Several studies have indicated a strong correlation between EMT status and the expression of immune checkpoint molecules, especially PD‐L1, in multiple solid cancers, including NSCLC, breast cancer, extrahepatic cholangiocarcinoma, head and neck squamous cell carcinomas, and esophageal squamous cancer. Kim et al. examined the expression of EMT markers and PD‐L1 levels in pulmonary adenocarcinoma patients and reported that SNAIL and vimentin were positively correlated with PD‐L1 expression. These findings may indicate that patients with mesenchymal phenotypes are more likely to benefit from PD‐1/PD‐L1 immunotherapy. Another study established that PD‐L1 expression is significantly elevated in patients with mesenchymal phenotype than in those with the epithelial phenotype of lung adenocarcinoma in both TCGA and PROSPECT databases. In addition, E‐cadherin expression was determined to be strongly negatively correlated with PD‐L1 expression. These data indicate that EMT status may be a cobiomarker with PD‐L1 level for the prognosis of cancer patients and a potential predictive biomarker to guide the selection of patients who are likely to benefit from checkpoint blockade through PD‐1 inhibitors. Our study indicates that GAL3 may act as an independent prognostic factor for the RFS of platinum‐based AC; this implies that NSCLC patients with high GAL3 expression and mesenchymal phenotype may show stronger resistance to platinum‐based chemotherapy.
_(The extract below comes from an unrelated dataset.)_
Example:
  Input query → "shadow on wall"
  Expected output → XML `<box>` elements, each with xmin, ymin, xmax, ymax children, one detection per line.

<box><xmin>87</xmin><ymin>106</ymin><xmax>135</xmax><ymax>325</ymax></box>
Thus, a clinical trial is required to validate the efficacy of AC with PD‐L1 inhibitors in patients with high GAL3 expression and EMT phenotype.
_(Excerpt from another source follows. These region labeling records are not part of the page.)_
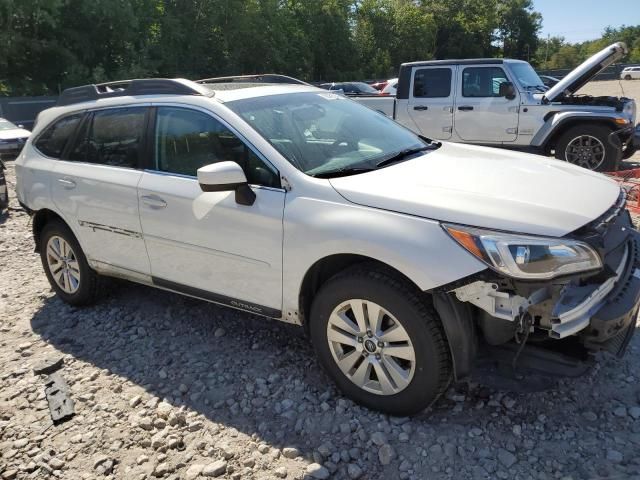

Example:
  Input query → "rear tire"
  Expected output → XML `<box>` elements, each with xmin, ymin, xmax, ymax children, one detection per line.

<box><xmin>39</xmin><ymin>220</ymin><xmax>99</xmax><ymax>306</ymax></box>
<box><xmin>310</xmin><ymin>266</ymin><xmax>451</xmax><ymax>416</ymax></box>
<box><xmin>555</xmin><ymin>125</ymin><xmax>622</xmax><ymax>172</ymax></box>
This study has several limitations. First, because it was retrospective and performed at a single institution with only a small number of squamous NSCLC patients, the results cannot be considered definitive. Second, the role of GAL3 in the invasive capability of cancer cells was not clarified. Hence, the prognostic significance of GAL3 expression requires confirmation in larger patient populations.

In conclusion, GAL3 expression is a reliable biomarker for the prediction of clinical outcomes in patients with completely resected NSCLC treated with platinum‐based AC. Identifying the subgroup of patients most likely to respond to a platinum‐based AC is the first step towards precision treatment of this patient population.

CONFLICT OF INTEREST

The authors report no conflicts of interest.